Ben Kim (Foto: Ansgar Klostermann)

Gemälde mit kleinen Fehlern


Eine ganz andere Atmosphäre bot dagegen Bilder einer Ausstellung von Modest Mussorgsky. Angeregt von der postumen Ausstellung seines Freundes Victor Hartmann (1824-1873) im Jahre 1874, komponierte er zu zehn seiner Bilder eine Programmmusik: quasi einen Besuch der Galerie mit wiederholter, variierender  Promenade, das Einhergehen zwischen den Gemälden. Zwar sind nur einige der Werke noch erhalten (Bild fünf bis zehn), aber das erst fünf Jahre nach Mussorgskis Tod von seinem Freund Nikolai Rimski-Korsakow veröffentlichte Werk erfreut sich bis heute höchster Beliebtheit und hat nicht nur eine weltberühmte Orchesterbearbeitung (1922) von Maurice Ravel (1875-1937) erfahren, sondern auch eine Vielzahl von Arrangements für Streicher, Bläser und diverse Instrumentierungen. Selbst Debussy, und hier schließt sich der Kreis des Klavierabends, liebte die Musik Mussorgskis, vor allem dessen Oper Boris Godunow (1870), und ließ sich in seiner Oper Pelléas et Mélisande (1902) von ihm inspirieren. Ob er allerdings seine Bilder einer Ausstellung kannte, ist nicht gesichert. 

Kraftvoll und eindrücklich ließ Kim die Gemälde am Hörer vorbeiziehen. Sprunghaft der Gnom, kantabel und ein wenig schmerzliche Erinnerung im alten Schloss, kapriziös in den Tuilerien, schwerfällig mit dem Ochsenkarren, ballettös die Küken, gravitätisch und streitbar  in Samuel Goldenberg und Schmuyle, scherzhaft auf dem Marktplatz in Limoges, ausgedehnt in den Katakomben, mit Feuer in der Hütte der Baba-Yaga und schließlich mit majestätischer Grandezza am Tor von Kiew.
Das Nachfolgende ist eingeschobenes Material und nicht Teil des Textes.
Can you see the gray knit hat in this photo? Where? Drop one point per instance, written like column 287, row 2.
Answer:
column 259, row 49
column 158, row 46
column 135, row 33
Bei aller Lebendigkeit und Freude, mit der Kim durch die virtuelle Galerie führte, konnten viele technische Fehler nicht verhehlen, dass er dieses Werk noch nicht so recht beherrschte. Auch musste er (noch) vom Blatt spielen. Viele Stellen waren gehudelt (vor allem der Marktplatz in Limoges ging so ziemlich daneben) oder klangen noch unfertig (beim Tor von Kiew). Schade, denn vielleicht wäre es besser gewesen, das sattsam bekannte Werk noch etwas ruhen zu lassen.

Dem Publikum war es egal. Es klatschte frenetisch und forderte Zugaben, die auch folgten: eine selten gespielte Mazurka (1891) und Clair de Lune aus der Suite Bergamasque (1905), beide von Claude Debussy. Hier wiederum bewies Kim, dass er zu Recht mit größten Auszeichnungen dekoriert ist und einen Sonderplatz in der Next Generation einnimmt.